De acordo com os estudos históricos já realizados pelo homem, as sociedades que conhecemos hoje tiveram, em sua estruturação primordial, o agrupamento de pessoas para se proteger de animais e outros perigos. Com o tempo, passaram a socializar e a compartilhar crenças, surgindo a linguagem comum, falada ou escrita, e os preceitos e princípios que diferenciam uma sociedade de outra.
Desde sempre foram as afinidades que fizeram homens e mulheres deixarem o isolamento nômade para viver em grupos com o intuito de melhorar a vida coletiva e preservar a vida. Ou seja, parece estar em nosso DNA a busca pela aceitação, a preferência pelo conhecido e o temor diante do que é diferente.
Só que as sociedades evoluíram, como era de se esperar, e não estamos mais no tempo do homem das cavernas; não usamos gravetos e pedras para criar fogo, nem folhas para armazenar a água da chuva, e tampouco precisamos proteger nossos filhos da caçada de animais selvagens na calada da noite. Não há desculpas, portanto, para nos comportarmos como se estivéssemos ainda vivendo no tempo em que não existiam leis e um mínimo de acesso à informação — salvo se quiserem usar o verdadeiro pânico pelo desconhecido, ingrediente essencial na receita para a intolerância.
Infelizmente, o tempo parece estar mais para nuvens negras que a para a luz solar. Já há algum tempo vêm sendo imoralmente utilizados princípios importantíssimos como o da liberdade de expressão na tentativa de normalizar absurdos que, nos tempos modernos, deveriam ser tratados como tal. A diferença é que antes, quando alguém dizia alguma besteira retumbante, geralmente o fazia apenas para pessoas próximas; hoje, posta nas redes sociais e alcança dezenas, centenas, milhares, milhões de pessoas, e esse alcance facilita a ativação do “DNA do agrupamento”: outros tontos se reconhecem no absurdo e assim formam seus grupos de imbecis.
Era mais fácil tratar um tonto como tonto e repreendê-lo — em prol do bem comum, claro — quando ele não tinha ao seu redor outros tantos (tontos) a ratificar suas imoralidades, a dar suporte para suas besteiras e fazê-lo, assim, sentir a revigorante sensação de pertencimento. Hoje, a liberdade que sentem os tontos em falar atrocidades como se fossem normalidades é algo, para mim, assustador, assim como é assustador o silêncio dos não-tontos diante de tantos absurdos.

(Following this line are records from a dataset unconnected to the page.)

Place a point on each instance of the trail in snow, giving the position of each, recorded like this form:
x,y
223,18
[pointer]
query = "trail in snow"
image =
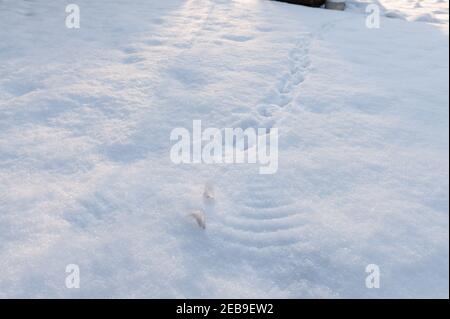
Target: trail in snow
x,y
84,151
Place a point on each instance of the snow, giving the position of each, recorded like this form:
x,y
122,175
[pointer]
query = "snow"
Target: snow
x,y
86,178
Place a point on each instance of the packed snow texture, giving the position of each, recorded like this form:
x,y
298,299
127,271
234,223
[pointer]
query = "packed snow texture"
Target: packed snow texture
x,y
86,178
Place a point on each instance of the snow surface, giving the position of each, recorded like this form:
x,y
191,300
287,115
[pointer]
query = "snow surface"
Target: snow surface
x,y
86,179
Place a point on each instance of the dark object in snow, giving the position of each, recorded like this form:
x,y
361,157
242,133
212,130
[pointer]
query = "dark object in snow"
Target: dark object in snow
x,y
309,3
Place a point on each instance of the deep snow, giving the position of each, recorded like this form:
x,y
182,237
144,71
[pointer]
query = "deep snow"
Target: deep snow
x,y
86,178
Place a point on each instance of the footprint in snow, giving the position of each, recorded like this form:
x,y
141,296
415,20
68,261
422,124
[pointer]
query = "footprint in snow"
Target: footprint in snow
x,y
237,38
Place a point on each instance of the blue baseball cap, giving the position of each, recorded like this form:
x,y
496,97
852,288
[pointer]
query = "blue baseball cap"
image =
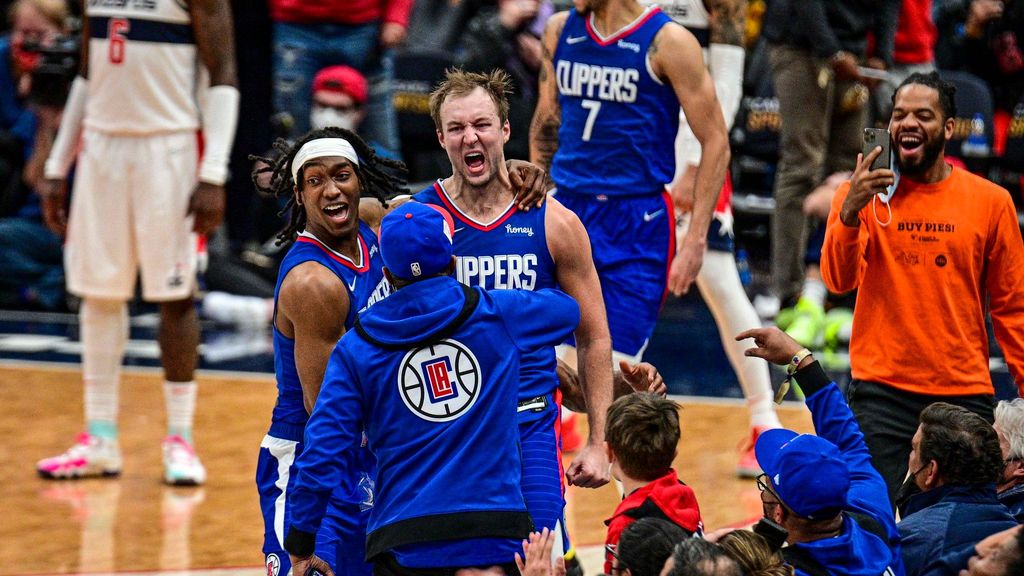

Essa falta de comprometimento com a verdade, partindo daquele que a conhece, talvez por parcimônia, preguiça ou mesmo por medo do embate, faz com que impropérios sejam repetidos por aí sem o menor pudor e, aos poucos, tornem-se algo comum, banal, sem maior importância. Depois, quando a lucidez dá as caras, é ela que parece absurda, opressiva e injusta — já cansamos de ver esse filme em diversas telas, de todos os tamanhos, com ou sem legendas. O pequeno feixe de luz, quando invade uma fresta, destaca-se mais na escuridão que um grande clarão, afinal de contas.
É preciso manter-se firme e cumprir nossa responsabilidade social. Se algo está errado, não pode ser simplesmente desprezado sem qualquer correção, ainda que o erro costume ser extremamente barulhento e cansativo. Admiro os que seguem firmes na luta e que não deixam passar em branco quando alguém, seja quem for, vem a público para repetir um discurso que só deveria parecer normal e correto dentro de um pequeno grupo de tontos, especialmente quando a “opinião” é opressora e atinge qualquer grupo de pessoas vulneráveis. Sabemos como é: mais fácil bater nos mais fracos para sentir-se forte. Assim vive o covarde.
Talvez a saída seja o reconhecimento do Estado dos Tontos como independente e soberano, conferindo a seus cidadãos um território para chamar de seu e isolando-os dentro de suas fronteiras. Isso evitaria o contato desavisado com um deles por aí. Preferencialmente, poderiam criar uma nova língua, assim teria-se que aprender a falar como tonto para melhor entender o que dizem.
Nesse Estado imaginário, poderiam viver sem medo do que é diferente e tanto os assusta, sem o pânico de perder privilégios adquiridos e sem ser punidos por nada que dissessem ou fizessem, contra quem quer que fosse; aqui, no entanto, espera-se um mínimo de respeito às leis, especialmente daqueles que, na qualidade de pessoas públicas, deveriam dar o bom exemplo de urbanidade e não apenas emitir o chamado para identificação de outros tontos. Afinal, pode-se encontrar toda uma multidão dizendo que a grama é azul, mas ela continuará sendo verde, concordem ou não.
Normalizar a hiena que late pode ser perigoso. Daqui a pouco, não saberemos mais quem são os cachorros.